Entdeckt habe ich sie ganz unverhofft, als ich 1968 durch Greenwich Village schlenderte. Es war Allerheiligen, ein Detail, das ich später in meinem Tagebuch notierte. Ich hatte Hunger und brauchte dringend einen Kaffee, aber vorher schaute ich im Buchladen in der Eighth Street vorbei, um die Tische mit den verramschten Büchern durchzusehen. Da lagen stapelweise Evergreen Reviews und obskure Übersetzungen von Verlagen wie Olympia und Grove Press – Schriften, um die die allermeisten einen Bogen machten. Ich war auf der Suche nach etwas, das ich unbedingt haben musste: ein Buch, das mehr war als ein Buch, das Zeichen enthielt, die mich auf einen unvorhergesehenen Pfad lenken mochten. Ich wurde angezogen von einem auffälligen, entrückten Gesicht in Violett und Schwarz auf einem Schutzumschlag, der seine Autorin als »weiblichen Genet« anpries. Es kostete 99 Cent, so viel wie ein Käsetoast plus Kaffee im Waverly Diner, drüben auf der Sixth Avenue. Ich hatte einen Dollar und einen Subway-Token, doch nachdem ich die ersten paar Zeilen gelesen hatte, war ich hingerissen – ein Hunger besiegte den anderen, und ich kaufte das Buch.

Das Buch war Astragalus und das Gesicht gehörte Albertine Sarrazin.
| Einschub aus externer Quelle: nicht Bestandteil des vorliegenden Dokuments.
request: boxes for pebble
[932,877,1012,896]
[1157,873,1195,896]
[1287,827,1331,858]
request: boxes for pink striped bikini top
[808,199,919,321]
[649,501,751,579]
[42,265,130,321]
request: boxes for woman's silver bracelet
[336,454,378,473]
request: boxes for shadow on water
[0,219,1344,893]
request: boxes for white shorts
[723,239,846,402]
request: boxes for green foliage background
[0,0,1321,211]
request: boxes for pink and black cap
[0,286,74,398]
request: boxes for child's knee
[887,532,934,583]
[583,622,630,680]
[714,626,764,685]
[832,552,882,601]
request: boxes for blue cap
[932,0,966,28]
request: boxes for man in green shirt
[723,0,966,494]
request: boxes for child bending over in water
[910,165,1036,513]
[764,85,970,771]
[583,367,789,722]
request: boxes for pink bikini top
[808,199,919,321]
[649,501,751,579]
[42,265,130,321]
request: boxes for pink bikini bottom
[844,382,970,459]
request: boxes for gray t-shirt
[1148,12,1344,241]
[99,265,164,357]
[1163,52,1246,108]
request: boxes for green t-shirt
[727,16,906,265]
Als ich im Zug zurück nach Brooklyn den mageren Klappentext verschlang, erfuhr ich bloß, dass sie in Algier geboren wurde und verwaist war, dass sie eingesessen hatte, zwei Bücher im Gefängnis und eines in Freiheit geschrieben hatte und erst kürzlich, 1967, gestorben war, wenige Wochen vor ihrem dreißigsten Geburtstag. Eine Schwester zu finden und im selben Augenblick zu verlieren, traf mich damals tief. Ich war knapp zweiundzwanzig, auf mich allein gestellt, mit Robert Mapplethorpe entzweit. Es sollte ein strenger Winter werden, nachdem ich warme, verlässliche Arme für andere, unsichere Arme verlassen hatte. Meine neue Liebe war ein Maler, der unangekündigt vorbeikam, mit lauter Stimme Passagen aus Notre-Dame-des-Fleurs vorlas, mit mir ins Bett ging und dann wochenlang verschwand.
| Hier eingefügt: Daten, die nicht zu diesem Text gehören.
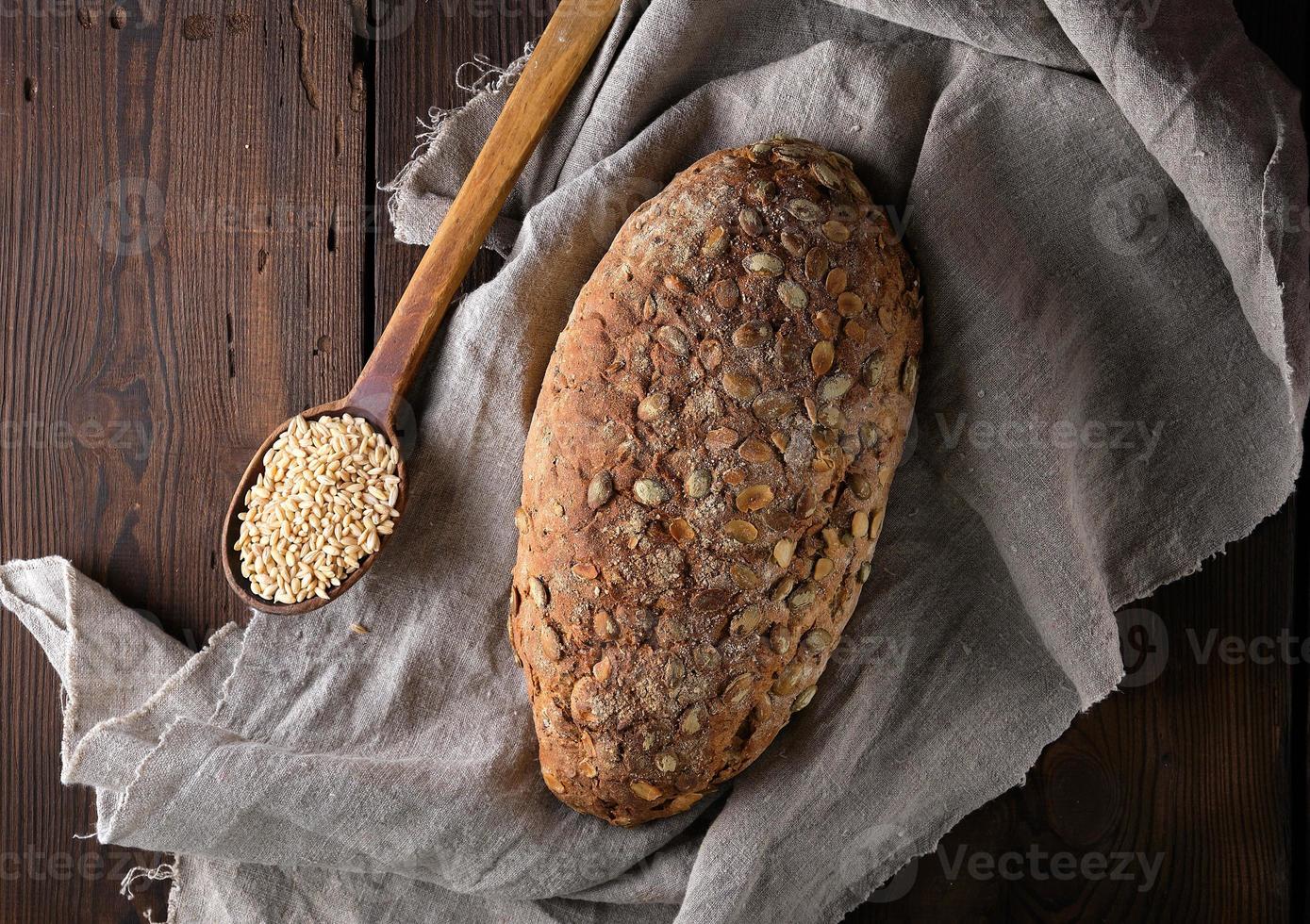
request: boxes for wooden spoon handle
[347,0,620,421]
Das waren die Nächte des hundertmaligen Schlafs, nichts konnte meine rastlose Unruhe lindern. Gefangen zu sein in dem aufreibenden Drama des Wartens – auf die Muse, auf ihn – war qualvoll. Meine eigenen Worte reichten nicht aus, nur die eines anderen konnten Elend in Inspiration verwandeln.
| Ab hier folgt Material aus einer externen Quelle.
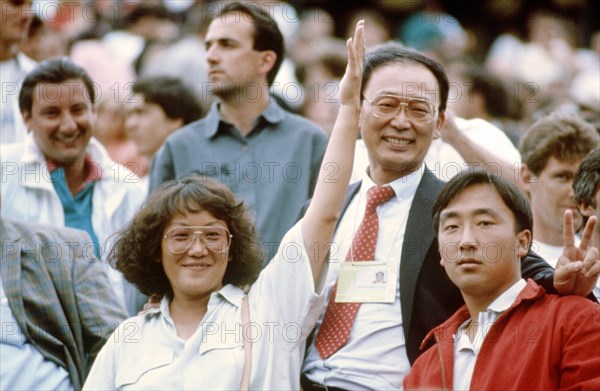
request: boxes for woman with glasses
[84,22,364,390]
In Astragalus fand ich die Worte, aufgeschrieben von einer jungen Frau, die acht Jahre älter war als ich und jetzt tot. Im Lexikon fand sich kein Eintrag zu ihr, darum musste ich sie mir Silbe für Silbe zusammensetzen (wie ich es bei Genet getan hatte), in der Vorstellung, dass die Lebenserinnerungen eines Dichters durch Unwahrheiten hindurchgehen müssen, um die Wahrheit offenzulegen. Ich kochte Kaffee, türmte Kopfkissen in meinem Bett auf und fing an zu lesen. Astragalus war der Gelenkknochen, der Fakt und Fiktion miteinander verband.

Wegen bewaffneten Raubüberfalls zu sieben Jahren Haft verurteilt, springt die neunzehnjährige Anne von der Gefängnismauer, ein Zehn-Meter-Sturz. Sie bricht sich dabei den Knöchel und ist, über ihr eine Myriade unbarmherziger Sterne, scheinbar hilflos. Zierlich, aber zäh, schleppt sie sich vorwärts, bewegt sich Zentimeter für Zentimeter auf die Straße zu. Sie wird zum Glück aufgelesen von einem anderen Gejagten, einem kleinen Gauner namens Julien. Sie mustert ihn und weiß, er hat eingesessen, er verströmt diesen Ex-Häftlings-Geruch. Auf seinem Motorrad schlagen sie sich durch die klirrend kalte Nacht. Vor Tagesanbruch legt er ihren kleinen Körper vorsichtig ins Kinderbett eines Bekannten. Später wird sie zu einer misslaunigen und argwöhnischen Familie gebracht, in einen Raum im Obergeschoss, dann wieder zu einem Freund eines Freundes. So sieht sie aus, ihre sogenannte Befreiung: von einem Versteck ins nächste geschleppt zu werden.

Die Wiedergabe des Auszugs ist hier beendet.